Characteristics of study population (n = 2270) SD standard deviation Table 2 shows the models with BMI in its continuous form as dependent variable. The parameter estimates presented in the table reflect the change in BMI (in kg/m2) for each one-unit difference for continuous covariates or switching from one category to the other for categorical covariates. For example, a 1-year increase in age was associated with a 0.15 kg/m2 higher BMI in the gamma and linear models, while for quantile models this increase was 0.11, 0.14 and 0.18 kg/m2 for the 0.25, 0.50 and 0.75 quantiles, respectively. The models resulting from gamma and linear regressions display the same significant variables and the coefficient values were similar. In the quantile regression, all the variables considered were also significant for the 0.75 quantile. In the models, however, the variable years worked at night was not significantly associated with BMI in the 0.25 and 0.50 quantiles, nor was mother’s schooling in the latter quantile. Of the models evaluated, the gamma model (AIC = 12,183) returned best fit, followed by the models for the 0.25 and 0.5 quantiles (AIC = 12,310 and AIC = 12,318, respectively).

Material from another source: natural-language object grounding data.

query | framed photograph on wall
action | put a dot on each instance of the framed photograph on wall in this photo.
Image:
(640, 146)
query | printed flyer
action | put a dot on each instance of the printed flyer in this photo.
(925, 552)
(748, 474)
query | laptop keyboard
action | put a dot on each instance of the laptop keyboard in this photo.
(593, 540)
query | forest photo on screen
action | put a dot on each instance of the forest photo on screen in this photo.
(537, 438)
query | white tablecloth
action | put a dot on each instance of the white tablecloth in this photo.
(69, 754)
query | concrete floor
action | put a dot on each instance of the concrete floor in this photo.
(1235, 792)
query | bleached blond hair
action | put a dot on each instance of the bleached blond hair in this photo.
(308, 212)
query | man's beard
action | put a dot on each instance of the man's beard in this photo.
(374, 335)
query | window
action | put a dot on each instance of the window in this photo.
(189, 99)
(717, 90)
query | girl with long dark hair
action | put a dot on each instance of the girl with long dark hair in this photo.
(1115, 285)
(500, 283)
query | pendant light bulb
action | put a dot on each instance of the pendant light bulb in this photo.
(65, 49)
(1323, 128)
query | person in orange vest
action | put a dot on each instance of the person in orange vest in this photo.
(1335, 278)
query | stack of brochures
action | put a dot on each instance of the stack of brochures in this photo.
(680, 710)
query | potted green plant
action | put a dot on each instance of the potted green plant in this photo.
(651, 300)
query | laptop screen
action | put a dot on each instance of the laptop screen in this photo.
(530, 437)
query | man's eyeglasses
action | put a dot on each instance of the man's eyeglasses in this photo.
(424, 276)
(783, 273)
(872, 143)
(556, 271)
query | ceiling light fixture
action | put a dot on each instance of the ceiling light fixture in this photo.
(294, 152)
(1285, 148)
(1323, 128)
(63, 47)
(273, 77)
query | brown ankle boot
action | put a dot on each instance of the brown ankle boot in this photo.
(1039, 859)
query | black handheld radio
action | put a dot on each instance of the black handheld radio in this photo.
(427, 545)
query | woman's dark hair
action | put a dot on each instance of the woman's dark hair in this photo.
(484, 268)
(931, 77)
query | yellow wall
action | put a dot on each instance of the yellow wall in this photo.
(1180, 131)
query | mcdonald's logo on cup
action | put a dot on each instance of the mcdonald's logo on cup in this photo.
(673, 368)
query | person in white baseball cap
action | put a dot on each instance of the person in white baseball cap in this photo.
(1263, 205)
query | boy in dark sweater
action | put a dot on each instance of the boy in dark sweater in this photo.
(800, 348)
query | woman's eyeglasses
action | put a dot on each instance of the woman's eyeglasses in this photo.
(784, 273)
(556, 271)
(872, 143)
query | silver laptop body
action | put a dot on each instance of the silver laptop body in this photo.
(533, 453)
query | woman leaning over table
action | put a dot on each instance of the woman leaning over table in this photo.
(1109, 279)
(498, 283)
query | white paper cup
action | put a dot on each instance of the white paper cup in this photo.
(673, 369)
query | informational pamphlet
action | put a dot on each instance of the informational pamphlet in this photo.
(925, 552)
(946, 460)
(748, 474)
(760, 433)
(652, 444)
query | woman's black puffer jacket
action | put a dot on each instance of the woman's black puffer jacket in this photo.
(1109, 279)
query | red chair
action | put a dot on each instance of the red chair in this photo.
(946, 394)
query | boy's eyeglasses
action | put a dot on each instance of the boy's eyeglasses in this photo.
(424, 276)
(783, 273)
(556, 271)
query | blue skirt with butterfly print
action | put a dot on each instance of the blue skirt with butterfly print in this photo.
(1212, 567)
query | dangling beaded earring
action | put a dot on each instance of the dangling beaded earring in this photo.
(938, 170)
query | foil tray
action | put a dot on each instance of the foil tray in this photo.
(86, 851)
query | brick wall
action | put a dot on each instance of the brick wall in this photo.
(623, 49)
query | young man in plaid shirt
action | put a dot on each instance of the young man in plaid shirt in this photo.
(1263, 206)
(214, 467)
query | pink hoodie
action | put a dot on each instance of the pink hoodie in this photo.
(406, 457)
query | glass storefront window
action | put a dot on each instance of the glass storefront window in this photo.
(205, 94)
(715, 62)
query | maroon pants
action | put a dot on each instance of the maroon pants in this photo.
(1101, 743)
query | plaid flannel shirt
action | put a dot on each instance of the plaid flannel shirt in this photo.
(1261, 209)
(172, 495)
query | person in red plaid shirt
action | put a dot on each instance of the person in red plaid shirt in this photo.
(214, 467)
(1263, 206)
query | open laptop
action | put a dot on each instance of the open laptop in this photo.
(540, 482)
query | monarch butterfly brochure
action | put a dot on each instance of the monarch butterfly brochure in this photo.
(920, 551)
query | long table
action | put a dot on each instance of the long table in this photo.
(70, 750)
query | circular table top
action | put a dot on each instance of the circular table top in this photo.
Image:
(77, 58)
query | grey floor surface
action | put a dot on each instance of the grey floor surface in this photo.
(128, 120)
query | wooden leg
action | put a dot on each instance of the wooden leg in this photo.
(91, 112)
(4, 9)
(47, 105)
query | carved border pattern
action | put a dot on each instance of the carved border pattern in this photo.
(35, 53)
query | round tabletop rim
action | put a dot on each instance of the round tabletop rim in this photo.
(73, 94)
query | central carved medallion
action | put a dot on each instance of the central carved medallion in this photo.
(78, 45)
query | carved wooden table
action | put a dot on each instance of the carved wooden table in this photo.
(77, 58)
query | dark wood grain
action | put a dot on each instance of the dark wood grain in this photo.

The worst fit was observed in the linear model (AIC = 12,601) and the model for the 0.75 quantile (AIC = 12,954), while residual distribution in the former did not support the normality assumption (see Additional file 2).

Table 2

Coefficients and 95 % confidence intervals (CI) of the multivariable linear, gamma and quantile models

Variables	Coefficient (95 % CI)
	Gamma	Linear	Quantile
	Gamma	Linear	Quantile 0.25	Quantile 0.50	Quantile 0.75
Age	0.15 (0.14, 0.17)	0.15 (0.13, 0.17)	0.11 (0.09, 0.12)	0.14 (0.12, 0.16)	0.18 (0.16, 0.21)
Marital status^a
With partner	0.59 (0.28, 0.90)	0.60 (0.26, 0.93)	0.43 (0.16, 0.79)	0.54 (0.23, 0.85)	0.76 (0.39, 1.14)
Race/colour^b
Brown	−0.96 (−1.51, −0.42)	−0.97 (−1.53, −0.41)	−0.43 (−0.98, 0.12)	−0.89 (−1.65, −0.14)	−1.63 (−2.30, −0.96)
White	−1.19 (−1.71, −0.68)	−1.23 (−1.76, −0.70)	−0.73 (−1.21, −0.25)	−1.28 (−2.03, −0.53)	−1.86 (−2.50, −1.22)
Mother’s schooling^c
9–11 years	0.21 (−0.13, 0.56)	0.21 (−0.17, 0.58)	−0.10 (−0.40, 0.20)	0.27 (−0.09, 0.62)	0.21 (−0.19, 0.61)
12 or more years	0.69 (0.26, 1.12)	0.80 (0.34, 1.26)	0.42 (0.02, 0.81)	0.34 (−0.09, 0.76)	0.78 (0.13, 1.43)
Domestic overload^d
High	0.60 (0.27, 0.94)	0.63 (0.28, 0.98)	0.43 (0.11, 0.74)	0.61 (0.23, 0.99)	0.89 (0.48, 1.31)
Years worked at night	0.03 (0.01, 0.06)	0.03 (0.01, 0.06)	0.00 (−0.03, 0.02)	0.03 (−0.01, 0.06)	0.04 (0.01, 0.07)
Self-rated health^e
Poor	1.52 (1.20, 1.85)	1.62 (1.28, 1.97)	1.12 (0.79, 1.45)	1.50 (1.12, 1.87)	1.75 (1.32, 2.19)
Consumption of fried food^f
1–3×/month	1.00 (0.41, 1.58)	1.06 (0.42, 1.71)	0.93 (0.26, 1.61)	0.90 (0.25, 1.55)	0.99 (0.02, 1.96)
1–3×/week	1.22 (0.64, 1.80)	1.27 (0.62, 1.91)	0.86 (0.20, 1.52)	0.95 (0.28, 1.63)	1.24 (0.24, 2.24)
4–6×/week	1.41 (0.71, 2.11)	1.61 (0.84, 2.37)	1.02 (0.30, 1.74)	1.20 (0.38, 2.02)	1.55 (0.45, 2.65)
Daily	1.50 (0.69, 2.32)	1.42 (0.53, 2.30)	0.82 (0.13, 1.51)	1.01 (0.17, 1.84)	2.14 (0.99, 3.29)
Physical inactivity^g
Yes	0.75 (0.42, 1.80)	0.80 (0.43, 1.15)	0.45 (0.17, 0.74)	0.78 (0.46, 1.10)	0.88 (0.49, 1.27)
BMI at age 20 years	0.93 (0.88, 0.99)	0.90 (0.81, 0.91)	0.84 (0.78, 0.90)	0.97 (0.92, 1.03)	1.09 (1.03, 1.16)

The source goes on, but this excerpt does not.